Your public school district carried out a drug-use survey and found the proportion of the 497 students reporting “occasional recreational use of opioids” to be \(0.11\). The national average is reported to be \(0.06\); is your school district’s rate significantly different from the national average? Use \(\alpha = 0.05\).

\[\begin{array}{l} H_0: \text{ The district's rate is not different from the national average } (p = 0.06) \\ H_1: \text{ The district's rate is different from the national average } (p \neq 0.06) \end{array}\]

The standard deviation is \(s = \sqrt{p_0 \times \left( 1 - p_0 \right)} = \sqrt{0.06 \times \left( 1 - 0.06\right)} = \sqrt{0.0564} = 0.2374868\)

The standard error is \(s_{\bar{p}} = \dfrac{s}{\sqrt{n}} = \dfrac{0.2374868}{\sqrt{497}} = \dfrac{0.2374868}{22.2935} = 0.01065274\)

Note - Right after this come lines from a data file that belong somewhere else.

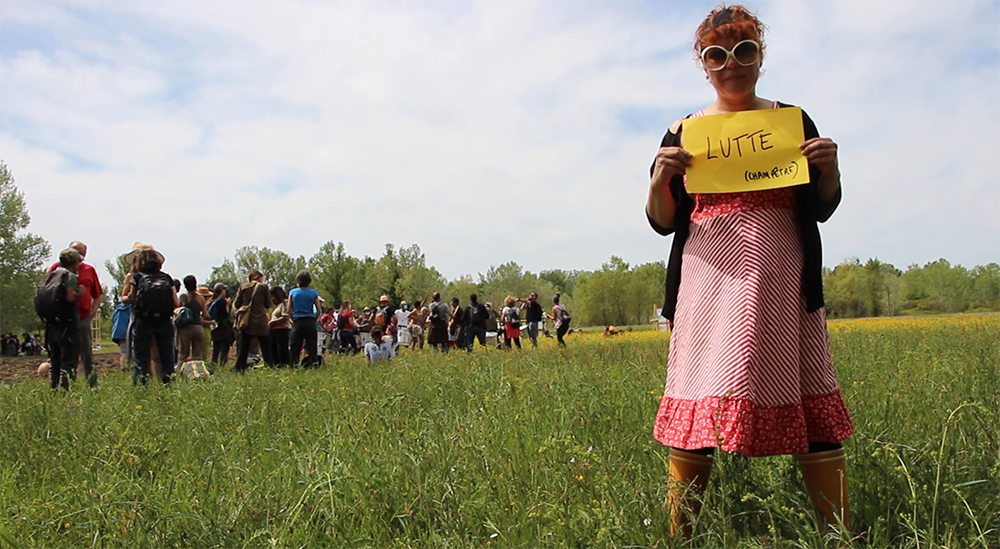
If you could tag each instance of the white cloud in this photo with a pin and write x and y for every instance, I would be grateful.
(484, 132)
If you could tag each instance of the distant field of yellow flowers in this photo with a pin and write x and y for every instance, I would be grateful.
(544, 447)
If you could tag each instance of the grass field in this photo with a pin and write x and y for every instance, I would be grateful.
(546, 448)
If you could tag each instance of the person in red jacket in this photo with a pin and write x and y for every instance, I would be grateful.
(87, 305)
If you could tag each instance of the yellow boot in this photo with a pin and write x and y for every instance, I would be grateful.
(688, 477)
(825, 477)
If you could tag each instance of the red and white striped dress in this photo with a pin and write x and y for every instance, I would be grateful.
(749, 370)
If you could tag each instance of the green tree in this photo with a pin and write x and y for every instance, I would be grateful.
(417, 280)
(21, 258)
(335, 272)
(937, 287)
(602, 297)
(986, 287)
(562, 281)
(844, 290)
(278, 267)
(228, 275)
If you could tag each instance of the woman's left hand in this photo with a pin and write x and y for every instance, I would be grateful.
(822, 153)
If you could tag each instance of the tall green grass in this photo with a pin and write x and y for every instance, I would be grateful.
(546, 448)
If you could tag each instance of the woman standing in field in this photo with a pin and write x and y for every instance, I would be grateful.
(511, 322)
(749, 369)
(418, 319)
(346, 325)
(251, 307)
(279, 327)
(560, 318)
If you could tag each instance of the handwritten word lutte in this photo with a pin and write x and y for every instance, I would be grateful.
(749, 142)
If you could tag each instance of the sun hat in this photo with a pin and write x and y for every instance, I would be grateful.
(139, 246)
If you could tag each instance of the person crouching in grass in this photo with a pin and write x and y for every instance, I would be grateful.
(378, 349)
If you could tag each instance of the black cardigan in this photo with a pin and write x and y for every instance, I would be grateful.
(810, 210)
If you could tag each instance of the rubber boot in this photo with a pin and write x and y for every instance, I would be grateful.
(825, 477)
(688, 477)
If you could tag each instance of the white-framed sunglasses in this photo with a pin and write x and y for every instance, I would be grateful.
(746, 53)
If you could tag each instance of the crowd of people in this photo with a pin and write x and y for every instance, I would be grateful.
(28, 345)
(160, 323)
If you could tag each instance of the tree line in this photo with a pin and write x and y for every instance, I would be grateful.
(618, 293)
(874, 288)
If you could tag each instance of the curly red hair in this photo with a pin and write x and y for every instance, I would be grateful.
(733, 22)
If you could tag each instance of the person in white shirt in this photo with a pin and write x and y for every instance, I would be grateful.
(378, 349)
(401, 318)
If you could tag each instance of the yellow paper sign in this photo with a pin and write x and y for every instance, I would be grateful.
(745, 151)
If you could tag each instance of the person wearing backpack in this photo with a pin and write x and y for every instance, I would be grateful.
(120, 319)
(440, 316)
(223, 334)
(511, 322)
(457, 326)
(86, 306)
(345, 326)
(250, 308)
(153, 299)
(55, 303)
(280, 327)
(476, 317)
(533, 316)
(190, 321)
(560, 316)
(305, 306)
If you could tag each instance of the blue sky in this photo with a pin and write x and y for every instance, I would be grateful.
(483, 131)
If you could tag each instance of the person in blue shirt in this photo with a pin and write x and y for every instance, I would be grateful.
(305, 304)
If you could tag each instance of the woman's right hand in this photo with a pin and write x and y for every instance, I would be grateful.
(669, 161)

The test statistic is \(z=\dfrac{\bar{p}-p_{0}}{s_{\bar{p}}} = \dfrac{0.11 - 0.06}{0.01065274} = \dfrac{0.05}{0.01065274} = 4.693628\). This has a \(p-value\) that is practically \(0\) and so we can reject the null hypothesis; these data suggest that the school district’s rate is significantly different from the national average.

The 95% confidence interval is \(\bar{p} \pm z_{\alpha/2} (\bar{s}_{\bar{p}}) = 0.11 \pm 1.96 (0.01403502) = (0.08249136, 0.1375086)\), and with the continuity correction we have \((0.08249136 - 0.001006036, 0.1375086 + 0.001006036)\) indicating that we can be about 95% confident the true rate lies in the interval of 8.14% and 13.85%.

11.1.2 The Binomial Test

The normal approximation we used above works well in “large samples” though defining “large” is tricky. Some folks are perfectly content to rely on the central limit theorem to use the normal approximation so long as they have 30 or more cases but others proceed with more caution. The latter group will focus on the known or, if unknown, the suspected population proportion \(p\). If \(p = 0.5\), then one can get away with the normal approximation when the sample size is 9. As \(p\) gets closer to \(01\) or \(1\), the sample size needed increases. If \(p=0.8\) or \(p=0.2\), you need \(n=36\) and if \(p=0.9\) or \(p=0.1\) you need \(n=81\).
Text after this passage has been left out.